Revised text of statute as amended

= Welsh Courts Act 1942 =

Act of the Parliament of the United Kingdom

The Welsh Courts Act 1942 (Deddf Llysoedd Cymreig 1942) (5 & 6 Geo. 6. c. 40) was an Act of the Parliament of the United Kingdom that allowed the Welsh language to be used in courts in Wales and Monmouthshire provided that the person speaking would be under a disadvantage in having to speak English.

For the first time, the act repealed laws passed by Henry VIII that made English the only permitted language of courts of laws in Wales.

== Background and bill debate ==
A petition calling for equal status for the Welsh language was launched at the 1938 National Eisteddfod of Wales, gathering over 250,000 signatures were gathered and supported by 30 of 36 Welsh MPs.
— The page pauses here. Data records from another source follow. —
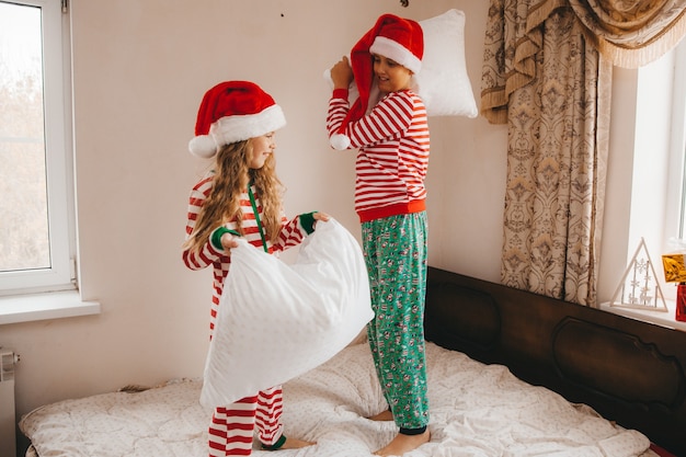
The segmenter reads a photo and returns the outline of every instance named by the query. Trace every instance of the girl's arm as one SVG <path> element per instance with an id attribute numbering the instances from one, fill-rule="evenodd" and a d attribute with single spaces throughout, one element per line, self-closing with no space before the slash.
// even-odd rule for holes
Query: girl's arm
<path id="1" fill-rule="evenodd" d="M 186 237 L 190 237 L 191 233 L 193 233 L 193 229 L 195 228 L 195 221 L 197 220 L 201 207 L 203 206 L 203 202 L 207 197 L 207 193 L 209 192 L 210 186 L 211 179 L 206 179 L 199 182 L 195 187 L 193 187 L 193 191 L 191 192 L 191 196 L 188 198 Z M 182 259 L 186 267 L 191 270 L 202 270 L 219 261 L 222 256 L 227 255 L 222 249 L 218 249 L 216 245 L 214 245 L 211 240 L 213 236 L 210 235 L 210 237 L 208 237 L 202 248 L 197 251 L 190 250 L 188 248 L 185 248 L 183 250 Z"/>
<path id="2" fill-rule="evenodd" d="M 290 220 L 283 215 L 282 230 L 278 235 L 278 240 L 273 243 L 272 248 L 274 251 L 285 251 L 288 248 L 300 244 L 305 237 L 315 231 L 318 220 L 327 221 L 329 218 L 328 214 L 321 212 L 305 213 Z"/>

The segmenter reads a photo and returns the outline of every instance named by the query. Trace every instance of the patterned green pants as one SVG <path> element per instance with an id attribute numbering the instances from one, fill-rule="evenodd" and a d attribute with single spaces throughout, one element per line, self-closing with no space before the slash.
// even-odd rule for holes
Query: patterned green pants
<path id="1" fill-rule="evenodd" d="M 367 324 L 374 364 L 396 425 L 428 424 L 424 353 L 426 213 L 363 222 L 362 243 L 375 318 Z"/>

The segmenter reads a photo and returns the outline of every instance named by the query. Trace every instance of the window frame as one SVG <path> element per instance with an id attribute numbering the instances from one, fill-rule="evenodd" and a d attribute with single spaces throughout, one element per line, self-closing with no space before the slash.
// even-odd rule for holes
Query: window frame
<path id="1" fill-rule="evenodd" d="M 64 0 L 11 0 L 41 8 L 50 266 L 0 273 L 0 296 L 77 288 L 69 14 Z"/>
<path id="2" fill-rule="evenodd" d="M 667 210 L 665 229 L 676 227 L 679 239 L 686 238 L 686 38 L 674 49 L 674 93 L 672 105 L 672 135 L 670 144 L 670 196 L 667 208 L 679 208 L 678 212 Z M 671 197 L 673 195 L 673 197 Z M 677 220 L 671 220 L 676 214 Z M 666 233 L 665 233 L 666 235 Z M 668 239 L 665 236 L 665 239 Z"/>

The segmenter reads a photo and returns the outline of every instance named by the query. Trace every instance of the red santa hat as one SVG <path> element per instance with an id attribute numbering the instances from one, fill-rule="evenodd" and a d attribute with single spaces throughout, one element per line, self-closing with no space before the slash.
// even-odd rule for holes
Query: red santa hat
<path id="1" fill-rule="evenodd" d="M 374 83 L 374 64 L 371 54 L 395 60 L 413 73 L 422 69 L 424 56 L 424 33 L 419 22 L 402 19 L 395 14 L 382 14 L 376 24 L 356 44 L 351 52 L 351 67 L 359 92 L 359 98 L 351 106 L 339 132 L 331 137 L 335 149 L 347 149 L 351 144 L 345 135 L 347 124 L 359 119 L 369 108 L 369 99 Z"/>
<path id="2" fill-rule="evenodd" d="M 286 125 L 272 95 L 250 81 L 225 81 L 205 93 L 188 150 L 210 158 L 220 147 L 259 137 Z"/>

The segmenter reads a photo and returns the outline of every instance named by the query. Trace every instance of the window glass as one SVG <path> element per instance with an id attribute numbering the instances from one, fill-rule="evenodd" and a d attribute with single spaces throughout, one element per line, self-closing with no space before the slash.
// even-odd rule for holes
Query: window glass
<path id="1" fill-rule="evenodd" d="M 0 1 L 0 294 L 73 288 L 59 0 Z"/>

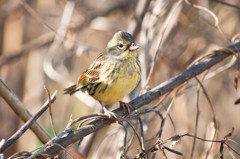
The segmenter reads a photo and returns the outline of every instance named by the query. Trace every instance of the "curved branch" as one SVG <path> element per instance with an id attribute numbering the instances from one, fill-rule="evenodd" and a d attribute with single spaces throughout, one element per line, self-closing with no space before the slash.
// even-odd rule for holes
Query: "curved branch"
<path id="1" fill-rule="evenodd" d="M 223 59 L 229 57 L 233 54 L 233 52 L 240 52 L 240 42 L 229 45 L 226 48 L 213 51 L 213 54 L 202 60 L 181 74 L 167 80 L 166 82 L 160 84 L 159 86 L 155 87 L 151 91 L 135 98 L 129 104 L 134 106 L 136 109 L 142 107 L 145 104 L 152 102 L 153 100 L 161 97 L 162 95 L 166 94 L 169 91 L 172 91 L 176 87 L 180 86 L 181 84 L 185 83 L 186 81 L 190 80 L 191 78 L 201 74 L 205 70 L 211 68 L 218 62 L 221 62 Z M 118 116 L 126 115 L 122 111 L 121 108 L 114 110 L 114 112 Z M 66 132 L 65 134 L 61 134 L 61 136 L 57 136 L 53 140 L 49 141 L 46 144 L 46 147 L 37 152 L 37 154 L 46 155 L 46 156 L 54 156 L 57 155 L 62 149 L 56 146 L 57 144 L 62 145 L 63 147 L 68 147 L 69 145 L 73 144 L 74 142 L 84 138 L 85 136 L 112 124 L 114 121 L 111 120 L 96 120 L 84 127 L 81 127 L 78 130 L 71 130 Z M 36 154 L 35 154 L 36 156 Z"/>

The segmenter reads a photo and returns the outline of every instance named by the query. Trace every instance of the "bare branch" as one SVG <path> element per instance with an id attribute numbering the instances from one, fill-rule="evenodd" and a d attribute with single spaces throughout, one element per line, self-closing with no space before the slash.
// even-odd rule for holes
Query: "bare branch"
<path id="1" fill-rule="evenodd" d="M 24 121 L 27 122 L 32 114 L 26 109 L 23 103 L 18 99 L 18 97 L 13 93 L 13 91 L 7 86 L 7 84 L 0 78 L 0 96 L 8 103 L 12 110 Z M 42 127 L 39 122 L 35 122 L 31 126 L 31 130 L 40 139 L 41 142 L 47 143 L 51 136 Z"/>
<path id="2" fill-rule="evenodd" d="M 36 122 L 36 120 L 47 110 L 47 108 L 51 105 L 49 102 L 53 102 L 56 99 L 57 91 L 53 93 L 50 100 L 46 101 L 42 107 L 39 109 L 39 111 L 31 117 L 14 135 L 12 135 L 5 144 L 0 147 L 0 152 L 3 152 L 7 147 L 9 147 L 11 144 L 13 144 L 19 137 L 21 137 L 29 127 Z"/>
Charles Edwards, MP for Bedwellty, said of the bill:

I was at one time check-weigher at the Nine-Mile Point colliery and local representative of the men. When the pit was first sunk, many people came to it from other parts, and I remember that some of the north Welshmen who came could not speak a word of English. When they came to see me about something or other, I could not follow their deep Welsh, and there had to be an interpreter between us. If those men did something wrong and had to go to the local courts, they were at a great disadvantage. It is for that sort of reason that I think this bill does a very reasonable thing.

Viscount Sankey said of the bill during a Lords debate:

Many Welshman who speak English think in Welsh. I have often observed that in this House even some of our most eloquent speakers and skilful debaters pause for a moment to get the precise word or to find the exact expression. No doubt many members of this House read French easily and speak it well; many speak it perfectly; yet how should we like to be examined and cross-examined in French?
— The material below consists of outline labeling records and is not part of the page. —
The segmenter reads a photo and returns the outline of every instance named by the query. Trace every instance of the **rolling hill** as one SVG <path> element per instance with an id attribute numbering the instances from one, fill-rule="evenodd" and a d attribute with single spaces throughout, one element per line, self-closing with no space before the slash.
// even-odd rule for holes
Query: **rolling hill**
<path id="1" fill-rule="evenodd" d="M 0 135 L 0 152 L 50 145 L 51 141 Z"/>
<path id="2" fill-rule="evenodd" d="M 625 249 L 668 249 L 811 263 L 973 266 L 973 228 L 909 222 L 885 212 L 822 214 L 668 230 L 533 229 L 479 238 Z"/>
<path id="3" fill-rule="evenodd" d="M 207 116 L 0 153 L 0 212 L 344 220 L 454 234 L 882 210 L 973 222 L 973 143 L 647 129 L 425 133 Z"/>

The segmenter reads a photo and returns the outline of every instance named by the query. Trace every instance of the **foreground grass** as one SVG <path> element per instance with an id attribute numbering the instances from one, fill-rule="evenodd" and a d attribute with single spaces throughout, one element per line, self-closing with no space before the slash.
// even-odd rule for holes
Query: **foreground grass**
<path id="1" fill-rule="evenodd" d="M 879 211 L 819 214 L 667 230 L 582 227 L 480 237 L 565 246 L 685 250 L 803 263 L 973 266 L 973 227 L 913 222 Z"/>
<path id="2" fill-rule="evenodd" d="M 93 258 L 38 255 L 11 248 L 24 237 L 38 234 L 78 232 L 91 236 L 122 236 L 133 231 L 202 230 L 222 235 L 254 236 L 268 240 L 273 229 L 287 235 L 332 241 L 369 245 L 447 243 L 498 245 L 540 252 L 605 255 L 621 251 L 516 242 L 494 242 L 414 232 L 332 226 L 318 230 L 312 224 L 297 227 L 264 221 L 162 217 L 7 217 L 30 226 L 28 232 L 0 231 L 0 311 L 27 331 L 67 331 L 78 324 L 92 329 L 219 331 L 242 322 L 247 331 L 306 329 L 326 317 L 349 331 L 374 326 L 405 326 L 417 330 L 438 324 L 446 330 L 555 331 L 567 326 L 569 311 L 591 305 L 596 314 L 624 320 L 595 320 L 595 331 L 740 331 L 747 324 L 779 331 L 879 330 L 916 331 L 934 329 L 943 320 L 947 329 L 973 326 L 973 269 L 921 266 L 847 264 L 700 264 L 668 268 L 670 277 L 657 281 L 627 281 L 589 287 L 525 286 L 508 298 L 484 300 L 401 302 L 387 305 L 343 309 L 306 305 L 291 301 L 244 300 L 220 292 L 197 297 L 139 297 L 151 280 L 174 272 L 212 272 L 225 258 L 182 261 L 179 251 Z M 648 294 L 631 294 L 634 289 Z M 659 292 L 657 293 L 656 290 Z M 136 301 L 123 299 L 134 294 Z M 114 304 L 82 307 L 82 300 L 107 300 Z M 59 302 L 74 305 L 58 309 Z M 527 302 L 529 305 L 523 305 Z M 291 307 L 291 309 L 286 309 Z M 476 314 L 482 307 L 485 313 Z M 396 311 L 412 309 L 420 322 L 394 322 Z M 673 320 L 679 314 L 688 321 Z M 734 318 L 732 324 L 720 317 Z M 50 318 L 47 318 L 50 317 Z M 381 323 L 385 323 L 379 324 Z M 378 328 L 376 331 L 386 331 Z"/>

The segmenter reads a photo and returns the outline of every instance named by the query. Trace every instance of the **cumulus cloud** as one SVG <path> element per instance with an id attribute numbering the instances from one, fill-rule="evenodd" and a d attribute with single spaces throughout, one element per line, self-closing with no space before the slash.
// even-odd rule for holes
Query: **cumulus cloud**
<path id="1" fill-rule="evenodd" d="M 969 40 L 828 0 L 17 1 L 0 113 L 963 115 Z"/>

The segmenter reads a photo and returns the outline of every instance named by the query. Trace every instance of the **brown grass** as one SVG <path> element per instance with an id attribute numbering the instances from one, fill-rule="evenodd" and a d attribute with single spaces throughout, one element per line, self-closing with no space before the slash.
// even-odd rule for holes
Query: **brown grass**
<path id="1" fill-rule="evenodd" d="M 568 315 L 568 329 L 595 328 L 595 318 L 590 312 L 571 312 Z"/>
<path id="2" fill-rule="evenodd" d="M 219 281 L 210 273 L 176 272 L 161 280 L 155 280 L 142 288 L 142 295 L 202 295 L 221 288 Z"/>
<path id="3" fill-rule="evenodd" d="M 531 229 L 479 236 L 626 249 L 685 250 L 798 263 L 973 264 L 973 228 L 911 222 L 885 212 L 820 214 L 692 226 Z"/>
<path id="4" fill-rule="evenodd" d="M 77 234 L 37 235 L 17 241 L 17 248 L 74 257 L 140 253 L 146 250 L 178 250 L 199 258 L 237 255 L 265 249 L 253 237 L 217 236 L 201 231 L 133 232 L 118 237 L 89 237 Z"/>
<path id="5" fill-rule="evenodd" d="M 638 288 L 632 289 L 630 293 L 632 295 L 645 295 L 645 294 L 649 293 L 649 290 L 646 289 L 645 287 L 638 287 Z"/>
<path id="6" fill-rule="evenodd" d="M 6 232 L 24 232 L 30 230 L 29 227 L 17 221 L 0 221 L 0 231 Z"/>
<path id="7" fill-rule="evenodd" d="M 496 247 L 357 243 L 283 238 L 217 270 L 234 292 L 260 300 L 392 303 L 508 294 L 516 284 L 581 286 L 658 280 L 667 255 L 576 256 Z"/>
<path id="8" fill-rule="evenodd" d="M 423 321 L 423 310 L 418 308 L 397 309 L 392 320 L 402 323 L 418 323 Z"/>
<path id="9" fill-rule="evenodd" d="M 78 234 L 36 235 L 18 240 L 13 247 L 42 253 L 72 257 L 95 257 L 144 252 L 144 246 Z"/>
Should we not be rather nervous and embarrassed witnesses and fail to do ourselves justice? We should possibly be thinking in English and having to answer in French. Those who have heard, as I have heard, hundreds and hundreds of cases in Welsh Courts will appreciate the position.

== Provision ==

The Welsh Courts Act was passed on 22 October 1942, repealing King of England, Henry VIII's measures, allowing the use of the Welsh language in courts;

Whereas doubt has been entertained whether section seventeen of the statute 27 Hen. 8. c. 26 unduly restricts the right of Welsh speaking persons to use the Welsh language in courts of justice in Wales, now, therefore, the said section is hereby repealed, and it is hereby enacted that the Welsh language may be used in any court in Wales by any party or witness who considers that he would otherwise be at any disadvantage by reason of his natural language of communication being Welsh.

Section 2 of the Act is as follows;

The Lord Chancellor may make rules prescribing a translation in the Welsh language of any form for the time being prescribed by law as the form of any oath or affirmation to be administered and taken or made by any person in any court, and an oath or affirmation administered and taken or made in any court in Wales in the translation prescribed by such rules shall, without interpretation, be of the like effect as if it had been administered and taken or made in the English language.

Continued pressure and doubt about the impact of the legislation led to the David Hughes Parry report which reported in 1965 and led the creation of the Welsh Language Act 1967, which repealed section 1 of the Welsh Courts Act 1942. All four sections Act were repealed by the Welsh Language Act 1993 and ceased to have any effects.